Computing Reviews

Exploiting the power of group differences :using patterns to solve data analysis problems
Dong G., Morgan&Claypool Publishers,San Rafael, CA,2019. 148 pp.Type:Book
Date Reviewed: 01/10/20

Emerging patterns (EPs) can be used as features, as simple classifiers, and as subpopulation signatures or characterizations. This book presents methods for investigating group differences based on EPs for a variety of data analysis problems. These methods can also be used when data is limited. The book is not difficult to read, but it requires a bit of effort from those with no formal or technical background.

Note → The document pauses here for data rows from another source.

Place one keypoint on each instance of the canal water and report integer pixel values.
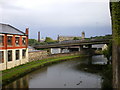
(62, 75)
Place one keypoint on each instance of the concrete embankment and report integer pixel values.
(19, 71)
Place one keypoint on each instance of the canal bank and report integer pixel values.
(19, 71)
(67, 74)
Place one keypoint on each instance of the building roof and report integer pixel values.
(8, 29)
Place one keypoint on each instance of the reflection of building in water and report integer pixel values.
(20, 83)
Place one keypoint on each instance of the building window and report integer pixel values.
(9, 40)
(17, 42)
(23, 53)
(10, 55)
(17, 54)
(1, 40)
(24, 41)
(1, 57)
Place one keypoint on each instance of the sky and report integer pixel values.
(58, 17)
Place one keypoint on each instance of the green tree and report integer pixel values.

Chapter 1 introduces the book, providing readers with a summary of the content of each chapter and motivating the needs of EPs. Chapter 2 provides readers with useful formal notions for following and understanding the rest of the book, such as the definitions of attributes, features, variables, data instances and datasets, patterns, supports, equivalence classes, minimal generators, and borders.

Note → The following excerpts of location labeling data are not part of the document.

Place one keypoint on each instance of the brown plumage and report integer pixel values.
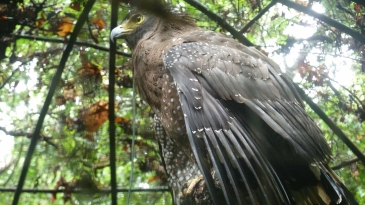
(231, 128)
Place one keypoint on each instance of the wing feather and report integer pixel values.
(215, 84)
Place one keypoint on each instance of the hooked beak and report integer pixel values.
(118, 32)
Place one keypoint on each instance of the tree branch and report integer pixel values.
(330, 124)
(356, 35)
(28, 135)
(345, 163)
(257, 17)
(54, 84)
(60, 40)
(236, 34)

Chapter 3 introduces the basics of EPs and presents a simple algorithm for mining them, useful also with small datasets. Chapters 4 and 5 focus on classification by aggregating multiple matching EPs, a discriminating pattern aggregation approach. It describes the algorithm and provides an example on a small dataset, showing how it can outperform other classification algorithms.

Chapter 6 presents an EP-based method for intrusion detection: one-class classification using length of EPs. This is evaluated empirically on two public datasets widely used to evaluate intrusion detection systems. Chapter 7 introduces the contrast pattern-based clustering-quality evaluation method.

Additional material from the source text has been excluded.